The series, narrated by Los Angeles Times columnist and broadcaster Patt Morrison, is just the type of locally focused programming most at risk in the Trump administration’s proposed cuts to arts funding. Under the budget proposed by President Donald Trump, $445 million would be eliminated from the Corporation for Public Broadcasting, money that is distributed among 350 member stations nationwide.

More than 60 California radio and TV stations and other organizations receive CPB funding, in amounts ranging from $10,000 to almost $4 million. Some grants go to unexpected places: Pasadena’s Jet Propulsion Laboratory received $3 million last year for documentary programming, according to the CPB.

“When you look back over the history of CPB funding, there have been times when it has been challenged, but this is one of the most significant times we have ever faced,” said Andrew Russell, chief executive of PBS SoCal. “It’s real. It’s important.”

He said defunding CPB would result in PBS SoCal losing between $2.2 million and $3 million a year, 11 percent to 15 percent of its $20 million annual budget. The rest of the public station’s funding comes from individual donations, foundations, corporations, and content distribution fees.

Russell said the impact could go beyond the stations themselves, as many shows produced for or presented by public broadcasting stations might include community and educational initiatives that attract additional CPB funding.

“When those go away, the funding gap is very significant,” he said. “If these cuts were to happen, the PBS system as we know it would collapse.”

CPB oversees the Public Broadcasting Service and National Public Radio and provides funding to other public and PBS-affiliated stations as well. The proposed cuts also would eliminate the National Endowment for the Arts and the National Endowment for the Humanities. Besides supporting arts organizations, the NEA sometimes provides funds for arts-related initiatives at public stations.

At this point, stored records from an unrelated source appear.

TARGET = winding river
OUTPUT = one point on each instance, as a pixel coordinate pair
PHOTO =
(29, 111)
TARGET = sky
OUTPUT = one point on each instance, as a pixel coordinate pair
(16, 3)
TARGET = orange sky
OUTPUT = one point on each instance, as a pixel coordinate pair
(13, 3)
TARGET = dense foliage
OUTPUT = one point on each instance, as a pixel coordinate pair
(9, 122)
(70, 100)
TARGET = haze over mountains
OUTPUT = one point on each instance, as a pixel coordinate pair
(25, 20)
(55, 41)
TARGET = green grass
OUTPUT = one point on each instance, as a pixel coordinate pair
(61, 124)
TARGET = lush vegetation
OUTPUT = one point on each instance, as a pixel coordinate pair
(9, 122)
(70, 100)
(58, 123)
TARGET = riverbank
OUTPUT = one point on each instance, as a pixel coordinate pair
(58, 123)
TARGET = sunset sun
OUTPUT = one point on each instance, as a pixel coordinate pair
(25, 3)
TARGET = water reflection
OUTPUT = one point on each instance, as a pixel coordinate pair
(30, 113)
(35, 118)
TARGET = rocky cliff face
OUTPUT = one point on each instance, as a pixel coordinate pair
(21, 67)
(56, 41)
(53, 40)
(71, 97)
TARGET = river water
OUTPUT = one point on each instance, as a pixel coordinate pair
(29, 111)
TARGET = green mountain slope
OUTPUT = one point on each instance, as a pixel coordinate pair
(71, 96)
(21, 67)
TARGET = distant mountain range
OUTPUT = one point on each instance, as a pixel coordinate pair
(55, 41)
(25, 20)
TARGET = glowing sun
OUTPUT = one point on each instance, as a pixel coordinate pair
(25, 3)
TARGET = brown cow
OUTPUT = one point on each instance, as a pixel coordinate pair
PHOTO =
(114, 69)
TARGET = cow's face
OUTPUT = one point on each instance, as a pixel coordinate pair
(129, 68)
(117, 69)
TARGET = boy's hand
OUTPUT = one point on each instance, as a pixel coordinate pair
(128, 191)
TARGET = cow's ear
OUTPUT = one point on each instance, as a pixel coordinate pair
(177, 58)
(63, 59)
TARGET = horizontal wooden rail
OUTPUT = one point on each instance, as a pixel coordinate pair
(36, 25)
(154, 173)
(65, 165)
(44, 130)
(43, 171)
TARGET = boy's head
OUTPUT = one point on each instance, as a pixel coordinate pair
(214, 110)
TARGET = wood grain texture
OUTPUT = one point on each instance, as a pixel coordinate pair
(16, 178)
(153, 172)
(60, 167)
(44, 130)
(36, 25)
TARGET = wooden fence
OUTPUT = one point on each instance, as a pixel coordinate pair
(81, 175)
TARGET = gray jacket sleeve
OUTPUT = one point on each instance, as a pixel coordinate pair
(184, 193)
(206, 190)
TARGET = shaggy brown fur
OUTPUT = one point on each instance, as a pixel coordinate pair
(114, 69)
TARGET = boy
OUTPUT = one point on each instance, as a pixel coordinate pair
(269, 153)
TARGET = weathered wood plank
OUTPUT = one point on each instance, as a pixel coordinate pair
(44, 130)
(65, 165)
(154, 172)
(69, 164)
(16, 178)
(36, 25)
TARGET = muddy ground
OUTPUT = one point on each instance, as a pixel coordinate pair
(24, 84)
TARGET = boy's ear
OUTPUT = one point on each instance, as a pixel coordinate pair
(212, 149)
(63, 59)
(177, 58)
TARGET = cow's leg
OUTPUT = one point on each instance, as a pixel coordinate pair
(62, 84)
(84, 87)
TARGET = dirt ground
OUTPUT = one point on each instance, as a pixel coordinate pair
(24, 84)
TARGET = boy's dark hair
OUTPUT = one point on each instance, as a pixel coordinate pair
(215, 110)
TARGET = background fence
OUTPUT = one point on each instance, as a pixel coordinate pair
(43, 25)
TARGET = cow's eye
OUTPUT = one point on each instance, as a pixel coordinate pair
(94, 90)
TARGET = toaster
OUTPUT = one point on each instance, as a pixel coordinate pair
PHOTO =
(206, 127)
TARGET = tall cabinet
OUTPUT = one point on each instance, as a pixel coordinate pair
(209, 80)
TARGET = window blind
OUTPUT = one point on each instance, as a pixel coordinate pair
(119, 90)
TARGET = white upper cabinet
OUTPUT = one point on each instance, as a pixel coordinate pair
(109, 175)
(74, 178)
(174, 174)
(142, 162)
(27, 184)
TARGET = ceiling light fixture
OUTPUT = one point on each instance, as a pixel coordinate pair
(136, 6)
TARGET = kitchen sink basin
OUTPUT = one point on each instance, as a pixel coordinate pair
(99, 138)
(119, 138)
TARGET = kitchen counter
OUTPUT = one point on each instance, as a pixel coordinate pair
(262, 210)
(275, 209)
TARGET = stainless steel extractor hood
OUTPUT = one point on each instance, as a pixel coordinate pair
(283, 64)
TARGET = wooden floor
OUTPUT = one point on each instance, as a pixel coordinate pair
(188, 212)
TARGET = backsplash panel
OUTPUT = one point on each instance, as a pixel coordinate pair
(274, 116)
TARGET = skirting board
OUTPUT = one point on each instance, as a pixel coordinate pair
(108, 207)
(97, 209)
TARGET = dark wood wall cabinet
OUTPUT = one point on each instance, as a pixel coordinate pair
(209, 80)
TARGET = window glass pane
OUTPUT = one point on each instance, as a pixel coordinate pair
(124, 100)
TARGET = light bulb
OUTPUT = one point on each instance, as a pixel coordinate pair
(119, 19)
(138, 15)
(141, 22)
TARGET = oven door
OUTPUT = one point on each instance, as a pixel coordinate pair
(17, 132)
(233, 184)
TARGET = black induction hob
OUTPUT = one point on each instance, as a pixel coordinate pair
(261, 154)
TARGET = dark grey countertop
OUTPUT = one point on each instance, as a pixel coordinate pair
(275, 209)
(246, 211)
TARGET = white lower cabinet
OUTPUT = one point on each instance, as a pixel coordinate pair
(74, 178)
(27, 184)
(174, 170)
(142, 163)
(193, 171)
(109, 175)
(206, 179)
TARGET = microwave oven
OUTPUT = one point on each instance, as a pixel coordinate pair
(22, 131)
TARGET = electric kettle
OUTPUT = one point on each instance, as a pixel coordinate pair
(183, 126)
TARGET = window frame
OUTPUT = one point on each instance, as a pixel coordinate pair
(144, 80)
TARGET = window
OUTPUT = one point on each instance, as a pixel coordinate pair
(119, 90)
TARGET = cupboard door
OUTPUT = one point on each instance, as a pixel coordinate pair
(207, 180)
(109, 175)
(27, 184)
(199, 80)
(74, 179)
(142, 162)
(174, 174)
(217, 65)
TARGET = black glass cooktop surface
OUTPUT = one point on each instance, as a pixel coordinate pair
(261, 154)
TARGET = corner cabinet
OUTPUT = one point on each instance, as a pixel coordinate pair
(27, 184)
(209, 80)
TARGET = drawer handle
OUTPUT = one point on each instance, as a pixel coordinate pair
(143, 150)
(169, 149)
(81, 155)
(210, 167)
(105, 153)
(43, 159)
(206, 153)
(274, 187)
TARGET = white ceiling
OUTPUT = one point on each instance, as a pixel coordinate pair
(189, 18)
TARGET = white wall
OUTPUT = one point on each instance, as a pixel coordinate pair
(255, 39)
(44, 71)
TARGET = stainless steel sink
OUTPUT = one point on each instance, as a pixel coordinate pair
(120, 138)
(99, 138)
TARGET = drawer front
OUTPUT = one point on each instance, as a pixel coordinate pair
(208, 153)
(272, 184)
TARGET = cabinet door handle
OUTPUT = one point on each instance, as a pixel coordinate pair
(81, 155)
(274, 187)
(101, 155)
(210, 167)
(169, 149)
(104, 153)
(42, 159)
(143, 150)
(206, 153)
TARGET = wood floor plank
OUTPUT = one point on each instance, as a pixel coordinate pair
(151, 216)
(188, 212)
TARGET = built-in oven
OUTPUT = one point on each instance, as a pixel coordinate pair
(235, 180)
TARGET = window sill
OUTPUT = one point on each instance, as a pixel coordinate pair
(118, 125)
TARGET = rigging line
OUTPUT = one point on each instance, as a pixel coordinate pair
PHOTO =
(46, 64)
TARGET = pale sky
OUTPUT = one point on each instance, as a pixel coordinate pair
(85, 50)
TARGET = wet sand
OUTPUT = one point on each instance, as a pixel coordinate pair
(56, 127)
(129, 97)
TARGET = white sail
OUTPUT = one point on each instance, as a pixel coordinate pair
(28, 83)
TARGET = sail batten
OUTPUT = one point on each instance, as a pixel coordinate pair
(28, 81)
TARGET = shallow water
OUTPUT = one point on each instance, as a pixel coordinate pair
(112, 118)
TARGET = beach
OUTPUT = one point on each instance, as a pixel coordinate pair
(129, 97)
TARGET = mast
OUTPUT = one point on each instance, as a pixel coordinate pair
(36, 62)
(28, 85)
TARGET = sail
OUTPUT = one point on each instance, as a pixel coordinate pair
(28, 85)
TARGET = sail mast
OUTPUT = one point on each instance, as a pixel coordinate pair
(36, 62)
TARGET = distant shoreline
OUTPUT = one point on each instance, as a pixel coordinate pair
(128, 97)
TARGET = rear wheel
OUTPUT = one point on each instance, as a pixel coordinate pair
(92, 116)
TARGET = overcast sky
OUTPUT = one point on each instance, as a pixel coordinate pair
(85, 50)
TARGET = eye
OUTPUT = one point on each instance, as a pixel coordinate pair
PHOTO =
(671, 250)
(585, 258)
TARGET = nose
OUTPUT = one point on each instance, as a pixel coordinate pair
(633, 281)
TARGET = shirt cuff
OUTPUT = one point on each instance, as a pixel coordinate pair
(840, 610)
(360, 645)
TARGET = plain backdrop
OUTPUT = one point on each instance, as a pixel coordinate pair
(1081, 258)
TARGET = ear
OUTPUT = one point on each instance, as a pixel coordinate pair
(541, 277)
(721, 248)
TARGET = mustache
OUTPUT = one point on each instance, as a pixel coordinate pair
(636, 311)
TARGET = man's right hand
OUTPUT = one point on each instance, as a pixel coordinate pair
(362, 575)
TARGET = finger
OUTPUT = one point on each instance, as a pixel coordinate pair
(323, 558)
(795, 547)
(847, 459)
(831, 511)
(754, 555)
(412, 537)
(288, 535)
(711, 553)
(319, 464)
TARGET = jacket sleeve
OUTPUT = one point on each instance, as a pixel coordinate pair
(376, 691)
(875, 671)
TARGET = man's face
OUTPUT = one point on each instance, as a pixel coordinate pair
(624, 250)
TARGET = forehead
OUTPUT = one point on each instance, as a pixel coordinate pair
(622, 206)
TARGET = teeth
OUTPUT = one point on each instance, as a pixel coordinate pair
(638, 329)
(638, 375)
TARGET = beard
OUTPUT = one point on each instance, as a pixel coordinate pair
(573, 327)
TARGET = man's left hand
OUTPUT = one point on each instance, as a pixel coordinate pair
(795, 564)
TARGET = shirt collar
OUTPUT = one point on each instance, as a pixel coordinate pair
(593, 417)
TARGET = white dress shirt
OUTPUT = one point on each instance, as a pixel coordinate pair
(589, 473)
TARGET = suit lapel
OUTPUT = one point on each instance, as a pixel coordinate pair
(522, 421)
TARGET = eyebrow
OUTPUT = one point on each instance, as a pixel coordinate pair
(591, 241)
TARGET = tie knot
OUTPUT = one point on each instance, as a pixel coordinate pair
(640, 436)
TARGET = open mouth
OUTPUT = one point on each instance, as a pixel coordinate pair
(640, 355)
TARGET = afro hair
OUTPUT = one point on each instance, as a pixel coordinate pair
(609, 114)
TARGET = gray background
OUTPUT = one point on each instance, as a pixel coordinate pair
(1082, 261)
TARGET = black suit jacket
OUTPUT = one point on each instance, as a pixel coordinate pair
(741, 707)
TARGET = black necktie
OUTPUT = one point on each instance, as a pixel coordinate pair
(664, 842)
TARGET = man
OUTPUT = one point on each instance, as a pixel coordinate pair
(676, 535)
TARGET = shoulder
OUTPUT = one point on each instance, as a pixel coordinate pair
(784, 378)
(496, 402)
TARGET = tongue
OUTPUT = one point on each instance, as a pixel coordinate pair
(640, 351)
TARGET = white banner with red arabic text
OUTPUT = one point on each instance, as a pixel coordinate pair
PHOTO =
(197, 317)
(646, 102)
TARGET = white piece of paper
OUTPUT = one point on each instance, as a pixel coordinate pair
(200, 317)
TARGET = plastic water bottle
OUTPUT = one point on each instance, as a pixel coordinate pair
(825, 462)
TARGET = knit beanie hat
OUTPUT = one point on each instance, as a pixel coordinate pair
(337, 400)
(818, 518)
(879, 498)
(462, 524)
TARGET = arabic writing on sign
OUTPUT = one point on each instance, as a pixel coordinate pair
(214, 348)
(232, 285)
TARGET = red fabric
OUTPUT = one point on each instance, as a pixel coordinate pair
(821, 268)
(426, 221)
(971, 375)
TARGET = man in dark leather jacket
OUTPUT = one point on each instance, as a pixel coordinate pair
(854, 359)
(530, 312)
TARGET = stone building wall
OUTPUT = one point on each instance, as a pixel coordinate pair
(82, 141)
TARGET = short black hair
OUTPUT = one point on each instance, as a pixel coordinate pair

The mid-March budget announcement sparked outrage from PBS and NPR stations nationwide, including KOCE, which serves a six-county area including Los Angeles County, and Santa Monica radio station KCRW-FM (89.9), among others.

“This is the most serious threat to free and open public media we have faced to date,” KCRW President Jennifer Ferro wrote in an open letter to listeners.

KCRW, an NPR member station, has an annual operating budget of $20 million, with $1.2 million coming from CPB each year.